樂意一行人回去的路上,不知為何,凜冽的寒風越發的肆虐,仿佛二狗的魂魄不甘心失落於背叛之中,在馭使著寒風在發泄自己心中的不甘與憤怒。
葉聽南俏臉微寒,樂意微微有些茫然,這小山村中的事情其實她已然了然於胸,實在是這些年下山遊曆,看過的太多太多,九州宗門征伐不斷,致使天下再無和平年代的盛世生平,但她又能如何?她不過也隻是自在陵一個二代弟子而已。

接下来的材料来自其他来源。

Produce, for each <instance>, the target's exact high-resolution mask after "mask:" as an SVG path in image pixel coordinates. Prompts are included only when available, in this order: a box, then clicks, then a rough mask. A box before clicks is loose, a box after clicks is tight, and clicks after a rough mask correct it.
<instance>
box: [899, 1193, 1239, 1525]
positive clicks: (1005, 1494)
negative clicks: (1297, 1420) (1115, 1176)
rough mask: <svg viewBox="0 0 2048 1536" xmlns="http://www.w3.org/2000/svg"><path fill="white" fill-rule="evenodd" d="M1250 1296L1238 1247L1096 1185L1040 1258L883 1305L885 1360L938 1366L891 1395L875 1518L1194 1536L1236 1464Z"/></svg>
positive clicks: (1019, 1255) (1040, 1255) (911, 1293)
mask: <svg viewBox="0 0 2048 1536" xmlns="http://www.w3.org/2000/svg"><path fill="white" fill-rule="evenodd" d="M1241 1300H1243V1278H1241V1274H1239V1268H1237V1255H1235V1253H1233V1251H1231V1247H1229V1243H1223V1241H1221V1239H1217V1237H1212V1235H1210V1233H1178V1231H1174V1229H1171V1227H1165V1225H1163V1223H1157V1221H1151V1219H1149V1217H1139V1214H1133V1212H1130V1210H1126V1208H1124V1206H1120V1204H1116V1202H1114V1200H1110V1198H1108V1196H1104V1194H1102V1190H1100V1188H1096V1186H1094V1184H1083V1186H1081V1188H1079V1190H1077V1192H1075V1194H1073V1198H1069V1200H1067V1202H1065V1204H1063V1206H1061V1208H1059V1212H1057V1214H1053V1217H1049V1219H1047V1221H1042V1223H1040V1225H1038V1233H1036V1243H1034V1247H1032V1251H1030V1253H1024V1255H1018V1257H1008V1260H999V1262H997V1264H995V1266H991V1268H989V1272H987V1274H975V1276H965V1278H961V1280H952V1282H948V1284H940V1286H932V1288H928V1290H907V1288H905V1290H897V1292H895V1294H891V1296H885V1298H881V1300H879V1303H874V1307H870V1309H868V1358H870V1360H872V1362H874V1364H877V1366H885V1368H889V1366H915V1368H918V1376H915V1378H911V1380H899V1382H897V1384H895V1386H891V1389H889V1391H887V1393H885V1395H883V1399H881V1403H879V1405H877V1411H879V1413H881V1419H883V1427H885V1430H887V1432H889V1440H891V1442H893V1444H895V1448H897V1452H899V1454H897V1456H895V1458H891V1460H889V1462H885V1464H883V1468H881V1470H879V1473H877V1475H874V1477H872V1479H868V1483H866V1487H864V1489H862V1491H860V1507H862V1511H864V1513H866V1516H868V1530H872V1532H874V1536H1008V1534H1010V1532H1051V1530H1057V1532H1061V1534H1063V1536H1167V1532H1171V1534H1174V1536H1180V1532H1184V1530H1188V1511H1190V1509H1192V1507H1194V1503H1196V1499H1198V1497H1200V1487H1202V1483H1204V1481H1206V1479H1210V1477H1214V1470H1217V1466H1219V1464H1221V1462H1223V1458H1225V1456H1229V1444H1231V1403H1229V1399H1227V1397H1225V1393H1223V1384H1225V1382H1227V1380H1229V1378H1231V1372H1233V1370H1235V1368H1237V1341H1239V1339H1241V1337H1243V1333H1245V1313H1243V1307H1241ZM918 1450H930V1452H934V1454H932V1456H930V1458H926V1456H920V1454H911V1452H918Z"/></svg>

風越刮越猛,走在村中道路上的四人一屍,在寒風的呼嘯中,沉默的走著,永梅無心言語,影則被怒火與悲戚充斥著心神,而樂意與葉聽南則是對於細節一所所知,見二人不言語,隻能默默的跟在身後保駕護航,隻餘地上遺留下一串串腳印在無聲的訴說。
“嘭——”
隻聽到窗外=一聲響,對麵的不知誰家的房門在風的“指使”下重重地關上了,“嘭、嘭——”門被接二連三地關上。
狂風更得意了,咆哮著向窗門撞擊,不時發出低沉的“嗚嗚”聲,連大地都仿佛在顫抖著。
直到走回二狗家中,樂意走在最後,將院門掩上,永梅小跑兩步,小心的將影和兄長迎回屋中,待樂意二人進屋之後,旋即將堂屋門關閉。
但是屋內仍殘留著一種狂風近在咫尺的感覺,仿佛它隨時都可能像一頭發瘋的野獸般衝進屋子來。幸而這樣的場麵隻持續了短短十幾秒鍾,風漸漸安靜下來,但仍舊喘著“粗氣”,似乎仍在屋子外私下徘徊,等待何時的時機衝進屋內。
永梅默不作聲的流著淚,幫二狗擦拭著身上的泥土與雪跡,影在給堂屋中的爐子生火,若不將爐火生起,奔走這麽一遭,心情有如此大起大落,身體強健的他還好,但是永梅勢必會病倒,影雖不擔心樂意二人情況如何,但是他不可能忘記永梅的情況,半分喜歡,半分二狗。